Ne pas parvenir à contenir la hausse des taux sur le marché aurait des implications sur lesquelles les régulateurs se penchent ; en premier sur le gigantesque marché des repos de 4,5 milliers de milliards de dollars, ce lieu de prédilection du shadow banking où les établissements bancaires se refinancement à court terme. Après s’être intéressés aux risques créés par les fonds monétaires à valeur constante, l’une de ses composantes, c’est au tour des M-Reits d’être l’objet d’un examen. Jusque-là restés dans l’ombre et d’une taille bien plus modeste, les Mortgage Real Estate Investment Trust – qui ont connu leur essor quand les fonds monétaires se sont retirés par prudence du marché des titres immobiliers hypothécaires – financent leur activité à court terme sur ce même marché des repos. Une soudaine hausse des taux aurait des conséquences potentielles néfastes sur les fonds monétaires, comme sur les M-Reits, sans parler du coût accru de refinancement de la dette fédérale : elle amoindrirait une source de financement essentielle des banques et renchérirait son coût, et elle aboutirait à une remontée des taux immobiliers sur un marché toujours sinistré qui n’a pas besoin de cela. L’exposition des banques aux M-Reits est mal connue, encore un de ces dangers systémiques que l’on peine à cerner, et encore plus à éliminer.
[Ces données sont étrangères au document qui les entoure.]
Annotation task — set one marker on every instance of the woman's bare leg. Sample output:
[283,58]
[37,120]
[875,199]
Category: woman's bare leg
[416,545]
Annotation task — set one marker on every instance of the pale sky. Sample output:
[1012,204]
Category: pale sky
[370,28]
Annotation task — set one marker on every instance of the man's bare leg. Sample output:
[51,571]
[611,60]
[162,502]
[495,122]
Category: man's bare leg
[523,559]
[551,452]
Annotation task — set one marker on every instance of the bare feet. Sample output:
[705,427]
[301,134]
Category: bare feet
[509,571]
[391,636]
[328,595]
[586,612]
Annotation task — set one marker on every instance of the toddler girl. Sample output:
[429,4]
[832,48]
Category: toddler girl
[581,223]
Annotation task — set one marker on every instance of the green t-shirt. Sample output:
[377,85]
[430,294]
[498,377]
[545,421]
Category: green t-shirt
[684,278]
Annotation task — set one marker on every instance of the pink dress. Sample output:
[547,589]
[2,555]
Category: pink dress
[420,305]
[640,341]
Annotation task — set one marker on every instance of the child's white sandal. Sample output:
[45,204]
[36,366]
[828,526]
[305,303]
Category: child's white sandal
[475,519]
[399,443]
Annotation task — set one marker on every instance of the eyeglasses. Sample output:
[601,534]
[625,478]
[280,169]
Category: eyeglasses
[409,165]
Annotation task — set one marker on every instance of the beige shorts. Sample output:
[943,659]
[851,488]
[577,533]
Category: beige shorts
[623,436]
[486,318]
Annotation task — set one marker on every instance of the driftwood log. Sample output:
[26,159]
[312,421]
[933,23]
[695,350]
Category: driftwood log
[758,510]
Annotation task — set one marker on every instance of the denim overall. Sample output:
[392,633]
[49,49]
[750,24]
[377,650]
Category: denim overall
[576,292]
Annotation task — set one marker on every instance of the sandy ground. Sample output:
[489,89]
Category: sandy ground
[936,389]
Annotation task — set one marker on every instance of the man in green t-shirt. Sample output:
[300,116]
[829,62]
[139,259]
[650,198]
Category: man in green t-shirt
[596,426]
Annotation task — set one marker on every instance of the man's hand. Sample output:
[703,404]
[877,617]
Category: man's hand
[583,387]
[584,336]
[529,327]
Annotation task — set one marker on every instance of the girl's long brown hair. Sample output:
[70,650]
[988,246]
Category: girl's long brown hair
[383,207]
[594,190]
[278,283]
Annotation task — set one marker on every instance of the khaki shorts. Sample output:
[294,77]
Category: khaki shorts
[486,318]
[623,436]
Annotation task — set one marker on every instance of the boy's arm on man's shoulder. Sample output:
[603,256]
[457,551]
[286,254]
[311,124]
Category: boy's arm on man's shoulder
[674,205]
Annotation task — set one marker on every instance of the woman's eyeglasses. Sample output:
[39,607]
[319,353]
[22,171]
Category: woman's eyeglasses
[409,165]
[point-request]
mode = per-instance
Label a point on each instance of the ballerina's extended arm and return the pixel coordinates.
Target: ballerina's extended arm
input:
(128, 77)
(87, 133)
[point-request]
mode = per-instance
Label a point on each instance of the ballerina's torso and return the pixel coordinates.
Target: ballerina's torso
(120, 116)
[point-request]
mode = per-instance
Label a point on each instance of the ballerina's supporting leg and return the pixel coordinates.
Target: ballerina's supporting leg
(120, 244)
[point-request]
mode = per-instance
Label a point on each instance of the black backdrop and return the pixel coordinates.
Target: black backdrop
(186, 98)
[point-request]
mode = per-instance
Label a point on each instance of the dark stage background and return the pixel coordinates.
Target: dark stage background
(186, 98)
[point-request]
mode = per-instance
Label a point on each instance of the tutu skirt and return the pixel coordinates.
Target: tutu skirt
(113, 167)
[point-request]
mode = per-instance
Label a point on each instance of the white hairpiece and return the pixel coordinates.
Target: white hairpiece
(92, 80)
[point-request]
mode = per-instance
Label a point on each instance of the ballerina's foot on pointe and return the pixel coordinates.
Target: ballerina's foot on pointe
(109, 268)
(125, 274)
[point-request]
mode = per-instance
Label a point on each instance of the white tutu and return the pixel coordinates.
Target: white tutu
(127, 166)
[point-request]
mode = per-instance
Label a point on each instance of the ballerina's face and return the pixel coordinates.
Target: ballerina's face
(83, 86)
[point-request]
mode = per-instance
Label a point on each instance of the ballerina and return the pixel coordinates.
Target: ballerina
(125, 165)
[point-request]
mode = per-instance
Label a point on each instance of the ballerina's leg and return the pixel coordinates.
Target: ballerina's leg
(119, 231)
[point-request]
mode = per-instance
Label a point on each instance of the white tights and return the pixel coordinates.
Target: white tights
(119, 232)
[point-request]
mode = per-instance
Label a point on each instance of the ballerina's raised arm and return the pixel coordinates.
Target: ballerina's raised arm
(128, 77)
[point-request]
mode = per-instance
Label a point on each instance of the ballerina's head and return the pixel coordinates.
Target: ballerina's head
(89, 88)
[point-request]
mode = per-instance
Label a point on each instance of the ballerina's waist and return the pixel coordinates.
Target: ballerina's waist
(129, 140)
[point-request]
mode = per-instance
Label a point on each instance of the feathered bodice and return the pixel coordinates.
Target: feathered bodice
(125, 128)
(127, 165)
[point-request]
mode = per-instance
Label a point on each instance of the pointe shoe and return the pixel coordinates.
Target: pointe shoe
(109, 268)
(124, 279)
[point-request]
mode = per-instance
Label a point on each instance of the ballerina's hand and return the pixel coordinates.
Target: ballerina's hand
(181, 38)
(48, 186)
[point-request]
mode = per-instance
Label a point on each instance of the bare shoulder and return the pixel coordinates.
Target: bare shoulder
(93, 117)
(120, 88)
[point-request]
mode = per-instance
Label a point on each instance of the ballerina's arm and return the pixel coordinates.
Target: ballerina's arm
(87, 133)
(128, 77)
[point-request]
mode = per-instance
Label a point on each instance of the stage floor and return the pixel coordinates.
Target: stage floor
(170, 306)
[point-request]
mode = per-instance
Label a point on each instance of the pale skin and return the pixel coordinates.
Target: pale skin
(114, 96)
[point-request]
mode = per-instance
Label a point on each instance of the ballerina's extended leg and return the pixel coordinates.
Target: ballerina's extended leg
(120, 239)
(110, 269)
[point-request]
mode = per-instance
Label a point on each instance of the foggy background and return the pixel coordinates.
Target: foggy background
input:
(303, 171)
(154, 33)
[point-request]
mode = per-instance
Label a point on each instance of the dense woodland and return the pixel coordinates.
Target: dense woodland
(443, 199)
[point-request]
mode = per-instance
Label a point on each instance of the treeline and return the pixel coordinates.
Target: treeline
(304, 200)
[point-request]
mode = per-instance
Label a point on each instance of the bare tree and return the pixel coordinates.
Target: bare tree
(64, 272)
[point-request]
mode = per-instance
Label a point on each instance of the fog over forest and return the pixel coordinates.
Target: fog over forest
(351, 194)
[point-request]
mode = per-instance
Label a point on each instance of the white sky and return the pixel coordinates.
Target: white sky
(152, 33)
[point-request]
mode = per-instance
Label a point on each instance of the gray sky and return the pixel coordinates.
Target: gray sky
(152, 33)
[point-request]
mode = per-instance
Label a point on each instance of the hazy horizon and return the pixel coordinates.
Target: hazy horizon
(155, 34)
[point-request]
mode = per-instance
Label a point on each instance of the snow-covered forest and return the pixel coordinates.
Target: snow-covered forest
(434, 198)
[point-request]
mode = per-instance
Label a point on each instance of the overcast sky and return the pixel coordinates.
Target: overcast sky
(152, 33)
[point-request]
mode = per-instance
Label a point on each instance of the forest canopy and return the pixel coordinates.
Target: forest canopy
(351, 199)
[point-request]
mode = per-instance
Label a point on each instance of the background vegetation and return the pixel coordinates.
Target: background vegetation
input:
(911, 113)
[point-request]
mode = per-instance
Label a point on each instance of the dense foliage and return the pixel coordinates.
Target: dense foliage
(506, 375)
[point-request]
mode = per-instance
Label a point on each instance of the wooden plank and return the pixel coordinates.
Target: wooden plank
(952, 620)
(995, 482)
Que les banques centrales, en dépit de tous leurs efforts, ne parviennent pas à relancer l’économie n’est plus vraiment une nouveauté. Mais que leurs tentatives de stabiliser le système financier rencontrent de telles difficultés et contradictions l’est par contre. Le loyer de l’argent renvoie à la dette, qu’il faut rétribuer. Mais lorsque le capital rencontre tant de difficultés à l’être, menacé par le défaut et soumis à une baisse des taux destinée à durer, cela dépasse la seule question de la dette publique à laquelle il est enjoint de s’arrêter et conduit à de nouvelles aventures. Le capitalisme financier est malade de la dette dont il fait d’ordinaire ses choux gras, et ce n’est pas une simple indigestion mais une véritable overdose.